Lee’s fiancé Mario finds the unconscious Jim, recognizes the drug he’s been dosed with, and administers an anti-psychotic antidote just in the nick of time. Before he snaps out of his delirium, Jim dreams of meeting his dead father, who encourages him to follow the “Gordon Code” and tells him that the answers he seeks are in the inscription on his (the father’s) ring. Jim then wakes up to find Mario hovering over him. He notices a Band-Aid on Mario’s neck, which he considers important, though I’m not sure why.

Barnes arrests Tetch and ships him off to Arkham Asylum. I’d like to think this will be the last we see of him, but I’m sure he’ll be back later.

Jim digs through an old box and finds his dad’s ring. The inscription reads: “While we breathe, we shall defend.” Jim takes this as a sign that he needs to become a cop again. He goes to Barnes and asks for his old job back. Barnes welcomes him back to the GCPD. Apparently, becoming a cop in Gotham is as simple as asking for the job. That must explain a lot of the corruption in the department.

The episode ends with Kathryn talking to a new shadowy mystery man in the Court of Owls. He’s wearing an exact duplicate of the ring Jim found. Is this supposed to mean that his father isn’t dead after all, or just that he was a member of the Court of Owls?

Riddles, Riddles, Riddles

Ed Nygma and Isabella, the lookalike twin of Miss Kringle, hit it off so well that they spent the entire night talking on the stoop in front of his building. She even likes his riddles. They part in the morning with a kiss.

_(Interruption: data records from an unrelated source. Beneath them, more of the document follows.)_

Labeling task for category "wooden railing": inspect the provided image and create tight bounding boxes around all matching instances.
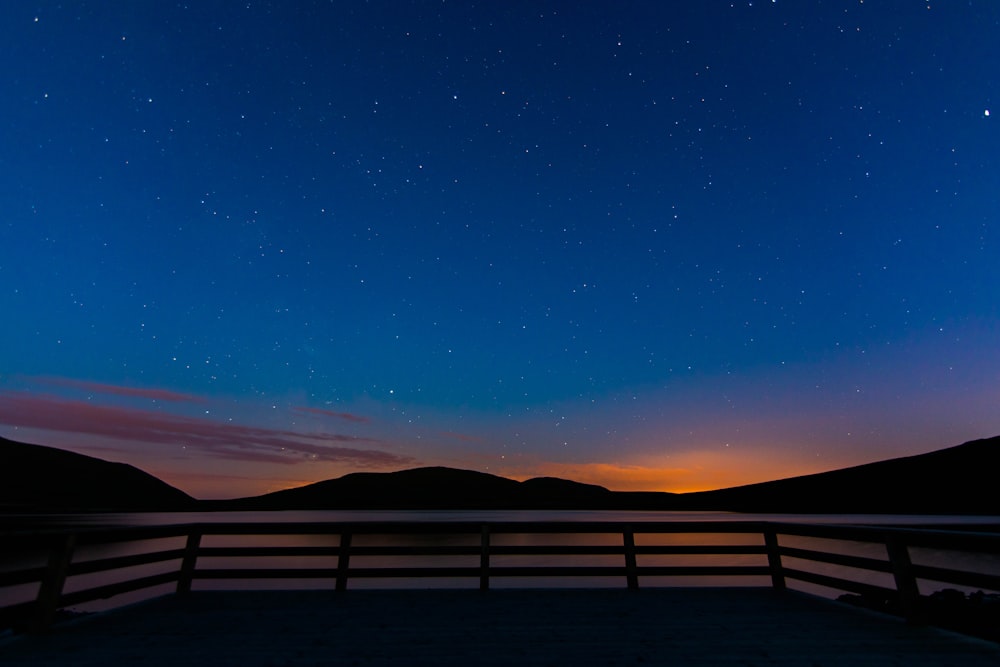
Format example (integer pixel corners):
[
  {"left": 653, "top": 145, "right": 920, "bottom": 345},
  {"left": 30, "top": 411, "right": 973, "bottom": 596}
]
[{"left": 0, "top": 521, "right": 1000, "bottom": 630}]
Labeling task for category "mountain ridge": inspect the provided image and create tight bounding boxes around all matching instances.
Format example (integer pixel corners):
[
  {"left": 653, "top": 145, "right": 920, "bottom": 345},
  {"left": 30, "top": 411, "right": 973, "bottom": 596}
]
[{"left": 0, "top": 436, "right": 1000, "bottom": 515}]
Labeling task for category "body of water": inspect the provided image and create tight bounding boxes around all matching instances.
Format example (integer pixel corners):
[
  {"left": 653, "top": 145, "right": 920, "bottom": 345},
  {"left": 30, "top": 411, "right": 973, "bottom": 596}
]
[{"left": 0, "top": 510, "right": 1000, "bottom": 611}]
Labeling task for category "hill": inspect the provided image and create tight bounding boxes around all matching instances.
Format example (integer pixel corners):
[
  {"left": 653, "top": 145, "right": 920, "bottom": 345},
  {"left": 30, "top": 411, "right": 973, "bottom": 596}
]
[
  {"left": 0, "top": 436, "right": 1000, "bottom": 515},
  {"left": 680, "top": 436, "right": 1000, "bottom": 515},
  {"left": 0, "top": 438, "right": 197, "bottom": 512},
  {"left": 225, "top": 467, "right": 615, "bottom": 509},
  {"left": 226, "top": 436, "right": 1000, "bottom": 515}
]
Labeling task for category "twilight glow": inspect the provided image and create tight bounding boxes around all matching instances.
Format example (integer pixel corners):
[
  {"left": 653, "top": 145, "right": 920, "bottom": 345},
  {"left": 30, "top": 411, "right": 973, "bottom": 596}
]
[{"left": 0, "top": 0, "right": 1000, "bottom": 498}]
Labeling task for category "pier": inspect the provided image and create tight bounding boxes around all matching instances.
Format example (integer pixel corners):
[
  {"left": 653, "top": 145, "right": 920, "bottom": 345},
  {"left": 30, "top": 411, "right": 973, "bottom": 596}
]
[{"left": 0, "top": 522, "right": 1000, "bottom": 666}]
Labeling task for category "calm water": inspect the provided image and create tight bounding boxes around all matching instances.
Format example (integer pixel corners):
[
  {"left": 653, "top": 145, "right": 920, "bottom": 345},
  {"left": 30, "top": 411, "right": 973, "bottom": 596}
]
[
  {"left": 7, "top": 510, "right": 1000, "bottom": 528},
  {"left": 0, "top": 510, "right": 1000, "bottom": 610}
]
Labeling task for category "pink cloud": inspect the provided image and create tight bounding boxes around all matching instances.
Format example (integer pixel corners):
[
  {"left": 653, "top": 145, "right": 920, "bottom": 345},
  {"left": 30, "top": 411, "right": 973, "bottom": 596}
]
[
  {"left": 0, "top": 392, "right": 413, "bottom": 468},
  {"left": 31, "top": 376, "right": 205, "bottom": 403},
  {"left": 292, "top": 406, "right": 371, "bottom": 424}
]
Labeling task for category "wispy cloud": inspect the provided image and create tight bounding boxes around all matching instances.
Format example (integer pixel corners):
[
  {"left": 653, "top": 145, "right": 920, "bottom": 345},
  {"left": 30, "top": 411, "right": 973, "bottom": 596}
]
[
  {"left": 30, "top": 376, "right": 206, "bottom": 403},
  {"left": 292, "top": 406, "right": 371, "bottom": 424},
  {"left": 0, "top": 391, "right": 413, "bottom": 468}
]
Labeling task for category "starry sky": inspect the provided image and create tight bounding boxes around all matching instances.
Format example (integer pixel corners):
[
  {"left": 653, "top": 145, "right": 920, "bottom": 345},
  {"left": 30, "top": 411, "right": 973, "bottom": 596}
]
[{"left": 0, "top": 0, "right": 1000, "bottom": 498}]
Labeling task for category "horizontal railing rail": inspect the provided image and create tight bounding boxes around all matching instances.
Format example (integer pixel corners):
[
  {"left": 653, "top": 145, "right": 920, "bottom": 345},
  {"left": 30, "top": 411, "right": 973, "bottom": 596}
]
[{"left": 0, "top": 521, "right": 1000, "bottom": 630}]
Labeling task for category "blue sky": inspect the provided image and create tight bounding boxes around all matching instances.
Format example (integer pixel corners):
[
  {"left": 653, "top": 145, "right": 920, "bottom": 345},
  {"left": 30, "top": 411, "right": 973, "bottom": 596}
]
[{"left": 0, "top": 2, "right": 1000, "bottom": 497}]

When Ed finally makes his way to the mayor’s mansion, he finds Penguin in a panic worried about him. Penguin is relieved to see him again, until Ed blurts out that he met someone and is in love.

Penguin spends the next few days trying to insinuate himself back into Ed’s affections by suggesting that he’s jumping the gun with this new woman, and that the only reason he thinks he’s in love with her is because she looks like Miss Kringle. However, Ed believes that this is the universe’s way of giving him a second chance.

When Penguin learns that Isabella is a librarian, he pays a visit to the library under the pretense of needing a book about Gotham history. He introduces himself to Isabella and none-too-subtly works it into their conversation that Ed was only recently released from Arkham Asylum and that, oh yeah, he’s also a murderer. He assumes that should do the trick of scaring her off.

Isabella is shocked at first, but agrees to another date with Ed. He confesses everything to her. She says that she’s still in love with him anyway (and acts like she’s actually turned on by his criminal past). Penguin is once again heartbroken when he walks in on them kissing.

Episode Verdict

Honestly, Jim’s drug freak-out fever dream is disappointingly pedestrian. The symbolism is very heavy-handed and simplistic, especially in the way everything ties directly into the plot. Jim getting his job back just by asking for it is also far too easy. Doesn’t Capt. Barnes hate his guts?

There’s nothing outright bad about this episode, but I’m just tired of the Mad Hatter. I hope he really stays locked away for a while and we can move onto the next thing.

I had more interest in the Nygma storyline this week. That Isabella’s going to turn out to be a real freak.